Stocks meandered between gains and losses for much of the morning then rose steadily in the afternoon. The calm trading offered a soothing coda to what’s been a wild week.

From Monday’s astonishing plummet for oil to Thursday’s sudden disappearance of a morning stock rally, markets pinballed as the mood swung from fear to hope and back again amid the coronavirus pandemic.

“The market sort of feels like Dorothy coming to the crossroads and has yet to meet the scarecrow to tell her which way to go,” said Sam Stovall, chief investment strategist at CFRA.

Reports piled higher through the week showing the pandemic is bludgeoning the economy even more than economists had feared. It’s so severe that a heavily divided Congress has reached bipartisan agreement on massive support for the economy, and President Donald Trump signed a bill Friday to send another nearly $500 billion into the economy, including loans for small businesses and aid for hospitals.

The big question for markets is when the economy can reopen, said Mike Zigmont, head of trading and research at Harvest Volatility Management. Businesses can get by for a few months on government help, he said, but if the shutdown drags on longer than that they could be permanently damaged.

Many investors have essentially agreed to swallow horrific corporate profits and economic data in upcoming months — and potentially all of 2020 — and they’re turning their focus to who can survive and eventually grow their profits in the future.

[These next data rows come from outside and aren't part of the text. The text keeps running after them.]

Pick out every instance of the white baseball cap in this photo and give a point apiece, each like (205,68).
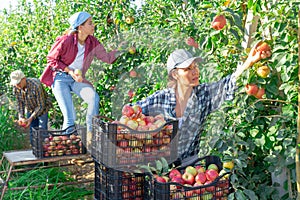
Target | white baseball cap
(181,58)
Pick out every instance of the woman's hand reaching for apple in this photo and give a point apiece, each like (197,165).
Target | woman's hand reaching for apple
(261,50)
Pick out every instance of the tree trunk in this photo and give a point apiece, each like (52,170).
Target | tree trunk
(298,119)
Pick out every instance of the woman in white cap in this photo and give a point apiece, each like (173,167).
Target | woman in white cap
(33,102)
(74,52)
(190,102)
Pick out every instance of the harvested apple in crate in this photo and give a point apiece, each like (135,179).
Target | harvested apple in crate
(204,178)
(134,139)
(57,143)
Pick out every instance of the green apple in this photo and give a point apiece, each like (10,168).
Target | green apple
(213,166)
(192,170)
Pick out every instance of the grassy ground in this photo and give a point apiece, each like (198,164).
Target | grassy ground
(14,138)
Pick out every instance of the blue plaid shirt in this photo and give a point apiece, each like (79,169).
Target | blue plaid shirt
(204,99)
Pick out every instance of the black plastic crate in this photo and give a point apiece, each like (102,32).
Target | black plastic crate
(51,143)
(119,147)
(217,189)
(112,184)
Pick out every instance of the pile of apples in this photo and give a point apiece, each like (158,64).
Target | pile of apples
(132,186)
(262,71)
(141,137)
(62,145)
(196,182)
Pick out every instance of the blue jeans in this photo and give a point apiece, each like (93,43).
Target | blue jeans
(41,122)
(63,87)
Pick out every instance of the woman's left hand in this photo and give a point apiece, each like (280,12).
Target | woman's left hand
(255,56)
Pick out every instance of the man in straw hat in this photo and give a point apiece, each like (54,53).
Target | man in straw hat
(33,102)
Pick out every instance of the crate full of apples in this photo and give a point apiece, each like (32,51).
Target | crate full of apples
(205,178)
(53,143)
(115,184)
(134,139)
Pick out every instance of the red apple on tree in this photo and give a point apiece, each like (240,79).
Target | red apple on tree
(127,111)
(251,89)
(260,93)
(201,177)
(133,74)
(191,42)
(263,46)
(129,20)
(218,22)
(213,166)
(263,71)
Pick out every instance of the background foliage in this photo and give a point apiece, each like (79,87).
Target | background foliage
(260,135)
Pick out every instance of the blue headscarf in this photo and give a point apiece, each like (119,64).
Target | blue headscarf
(77,19)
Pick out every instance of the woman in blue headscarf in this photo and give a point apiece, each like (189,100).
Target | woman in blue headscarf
(67,63)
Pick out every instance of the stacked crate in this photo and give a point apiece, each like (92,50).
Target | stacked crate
(118,150)
(53,143)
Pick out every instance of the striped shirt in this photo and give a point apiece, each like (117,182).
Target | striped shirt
(33,98)
(204,99)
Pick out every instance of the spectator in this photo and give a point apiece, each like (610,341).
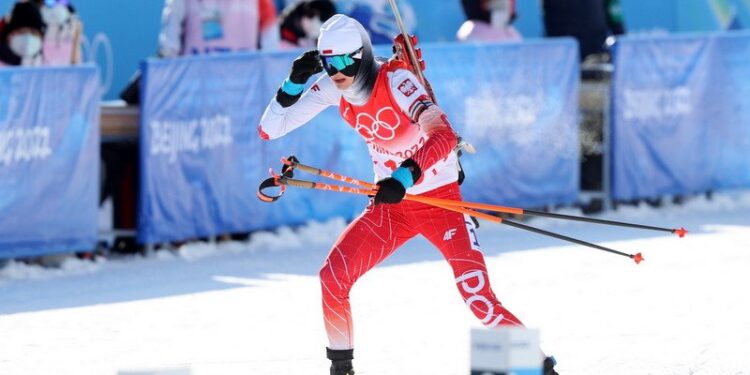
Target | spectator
(206,26)
(300,22)
(62,44)
(488,21)
(589,21)
(21,36)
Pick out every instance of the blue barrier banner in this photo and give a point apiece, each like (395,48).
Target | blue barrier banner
(681,122)
(518,104)
(49,160)
(202,159)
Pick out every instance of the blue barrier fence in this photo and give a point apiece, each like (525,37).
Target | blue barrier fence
(681,124)
(49,160)
(202,160)
(681,120)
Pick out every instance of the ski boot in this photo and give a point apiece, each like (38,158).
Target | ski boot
(549,366)
(341,361)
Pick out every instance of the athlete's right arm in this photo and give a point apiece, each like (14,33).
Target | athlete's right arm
(291,108)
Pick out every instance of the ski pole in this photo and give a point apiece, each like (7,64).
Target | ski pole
(346,189)
(483,206)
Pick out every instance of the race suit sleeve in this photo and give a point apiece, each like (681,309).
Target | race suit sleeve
(278,121)
(172,28)
(414,101)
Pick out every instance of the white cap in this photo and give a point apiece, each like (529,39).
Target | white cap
(340,35)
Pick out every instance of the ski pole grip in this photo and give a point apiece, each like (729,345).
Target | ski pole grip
(270,183)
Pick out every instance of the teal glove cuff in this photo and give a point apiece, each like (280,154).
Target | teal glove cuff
(404,176)
(292,88)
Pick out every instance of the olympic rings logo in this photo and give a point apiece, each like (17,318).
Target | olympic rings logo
(380,126)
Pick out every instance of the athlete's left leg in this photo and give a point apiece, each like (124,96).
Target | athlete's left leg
(454,234)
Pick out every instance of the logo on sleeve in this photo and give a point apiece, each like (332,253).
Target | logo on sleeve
(407,87)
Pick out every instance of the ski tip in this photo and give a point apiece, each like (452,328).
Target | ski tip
(680,232)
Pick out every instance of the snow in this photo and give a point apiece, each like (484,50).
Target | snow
(253,307)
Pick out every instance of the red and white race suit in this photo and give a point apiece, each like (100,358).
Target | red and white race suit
(399,121)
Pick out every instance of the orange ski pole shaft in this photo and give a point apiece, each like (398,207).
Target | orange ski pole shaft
(681,232)
(346,189)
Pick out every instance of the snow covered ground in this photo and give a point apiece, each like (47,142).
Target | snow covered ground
(253,308)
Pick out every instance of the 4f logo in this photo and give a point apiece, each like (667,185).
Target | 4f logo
(449,234)
(407,87)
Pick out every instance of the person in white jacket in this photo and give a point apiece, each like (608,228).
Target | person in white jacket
(411,145)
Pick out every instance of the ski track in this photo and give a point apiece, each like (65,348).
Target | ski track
(254,307)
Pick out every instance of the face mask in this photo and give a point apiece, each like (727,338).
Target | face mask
(55,15)
(311,27)
(26,45)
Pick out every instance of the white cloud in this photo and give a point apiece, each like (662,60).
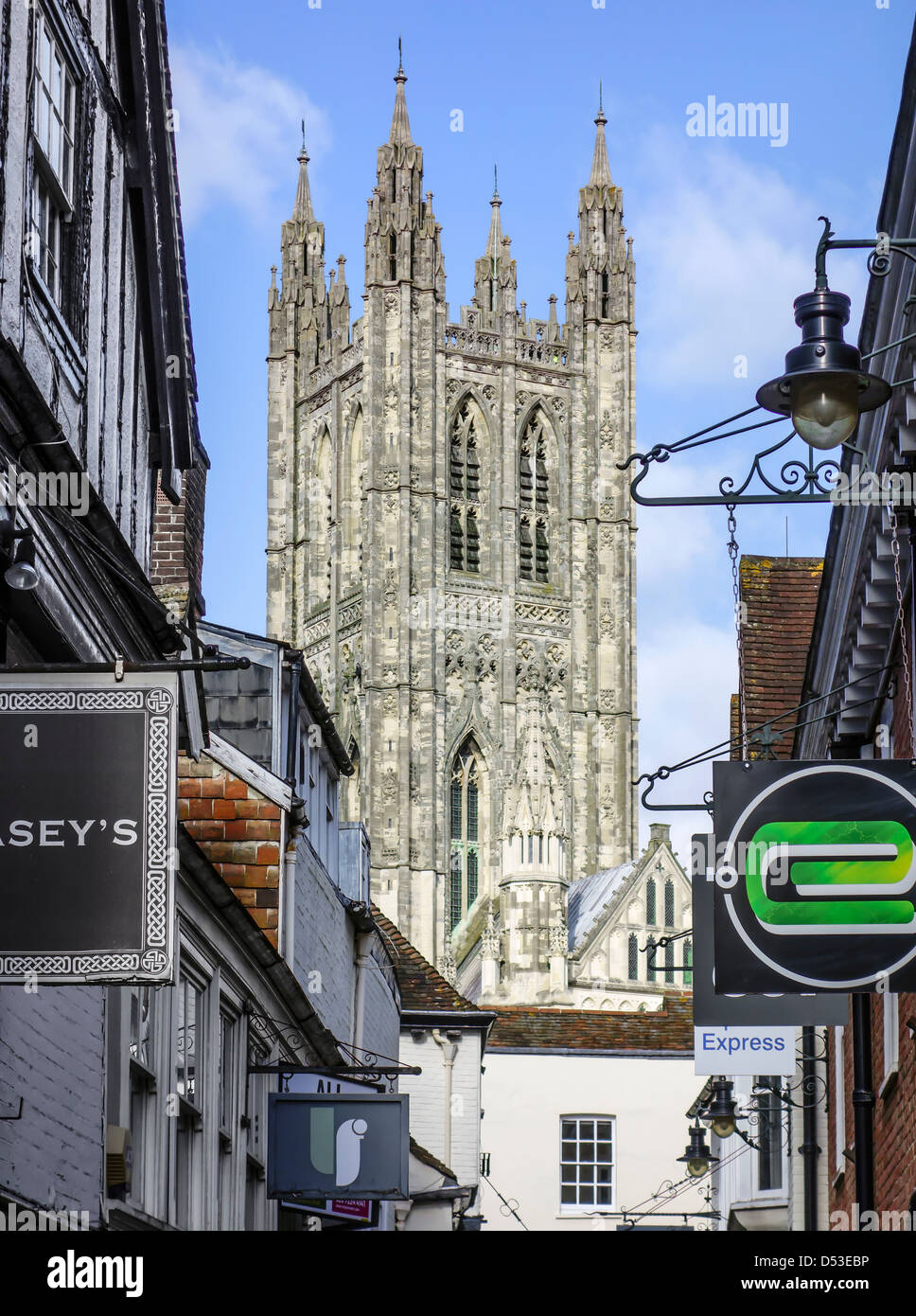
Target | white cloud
(238,131)
(687,674)
(724,248)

Next week is scheduled to be one of the busiest of this earnings season, with more than 150 companies in the S&P 500 reporting how much they made during the first three months of the year. Many companies in recent weeks have pulled their profit forecasts entirely for 2020 given all the uncertainty with the pandemic, and Wall Street analysts are slashing their own estimates.

“I don’t really think that’s added to the concern of investors because they assume that companies will be doing a lot of writing down in this bad year so that 2021 could look even better,” said CFRA’s Stovall.